The Forrester survey asked IT decision makers in North America and Europe. if they have any plans to adopt cloud storage services such as Amazon S3, EMC Atmos, Nirvanix, The Planet, or AT&T.
Forty-three percent of respondents said they were not interested in cloud storage, and another 43 percent said they were interested but have no plans to adopt. Three percent plan to implement a cloud storage platform in the next 12 months, and another 5 percent plan to do so one year from now or later. While 3 percent of respondents have already implemented cloud storage, only 1 percent are expanding an existing implementation.
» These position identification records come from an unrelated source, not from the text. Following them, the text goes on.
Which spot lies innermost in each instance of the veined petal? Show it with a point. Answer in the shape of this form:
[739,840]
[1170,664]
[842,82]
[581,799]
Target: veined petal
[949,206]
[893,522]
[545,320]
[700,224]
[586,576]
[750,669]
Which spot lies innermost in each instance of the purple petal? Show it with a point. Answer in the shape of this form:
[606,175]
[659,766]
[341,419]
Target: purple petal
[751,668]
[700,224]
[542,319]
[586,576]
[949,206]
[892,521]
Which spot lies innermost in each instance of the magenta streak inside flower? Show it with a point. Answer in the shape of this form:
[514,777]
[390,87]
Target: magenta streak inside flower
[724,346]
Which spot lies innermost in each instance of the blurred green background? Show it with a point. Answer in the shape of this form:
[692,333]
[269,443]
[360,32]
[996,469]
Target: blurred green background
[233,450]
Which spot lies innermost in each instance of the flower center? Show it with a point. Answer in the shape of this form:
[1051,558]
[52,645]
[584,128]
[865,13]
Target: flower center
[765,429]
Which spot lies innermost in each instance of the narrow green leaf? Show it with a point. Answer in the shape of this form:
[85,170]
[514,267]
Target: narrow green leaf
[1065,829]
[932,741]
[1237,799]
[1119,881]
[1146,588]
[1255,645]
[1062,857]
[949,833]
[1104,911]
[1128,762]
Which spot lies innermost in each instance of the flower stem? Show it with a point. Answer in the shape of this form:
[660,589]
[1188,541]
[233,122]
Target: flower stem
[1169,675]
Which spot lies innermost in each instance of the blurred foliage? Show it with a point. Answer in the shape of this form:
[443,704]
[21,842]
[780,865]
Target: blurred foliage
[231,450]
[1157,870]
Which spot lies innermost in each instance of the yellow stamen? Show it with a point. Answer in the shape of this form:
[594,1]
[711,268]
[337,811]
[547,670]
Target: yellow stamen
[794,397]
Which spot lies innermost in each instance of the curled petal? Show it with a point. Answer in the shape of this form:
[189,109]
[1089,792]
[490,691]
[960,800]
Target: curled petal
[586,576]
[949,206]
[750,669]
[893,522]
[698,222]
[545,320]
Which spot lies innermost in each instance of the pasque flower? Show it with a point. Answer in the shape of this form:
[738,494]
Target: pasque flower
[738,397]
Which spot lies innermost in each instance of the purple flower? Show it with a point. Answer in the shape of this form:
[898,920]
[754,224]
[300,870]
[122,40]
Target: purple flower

In general, enterprises are slightly more interested in cloud storage than small- and medium-sized businesses, and interest in cloud storage for backup is greater than interest in general purpose storage clouds, Reichman said. The market has numerous mature backup services such as Asigra, EMC's Mozy, i365, IBM Business Continuity and Resilience Services and Iron Mountain, he writes.
"Why the greater interest and adoption of backup-as-a-service? First, it's a complete service offering, not just CPU or storage capacity," he writes. "You get the backup software intelligence and storage capacity in a fully managed service. Second, it's solving a very specific pain point - the pain of bringing a costly and error-prone, but very necessary, IT function under control. This is in contrast to storage-as-a-service offerings where the user has to figure out how to put it all together."
Overall, though, storage-as-a-service offerings still need time to develop, Reichman says. Before adopting, customers need to consider how cloud storage integrates with existing applications and processes, and analyze the total cost over at least a three-year period.
"The hype is strong around storage-as-a-service, but given the fact that your peers are adopting it very slowly, it makes sense to wait on this," Reichman writes. "It's likely to be several years before offerings are mature, so don't rush into anything here."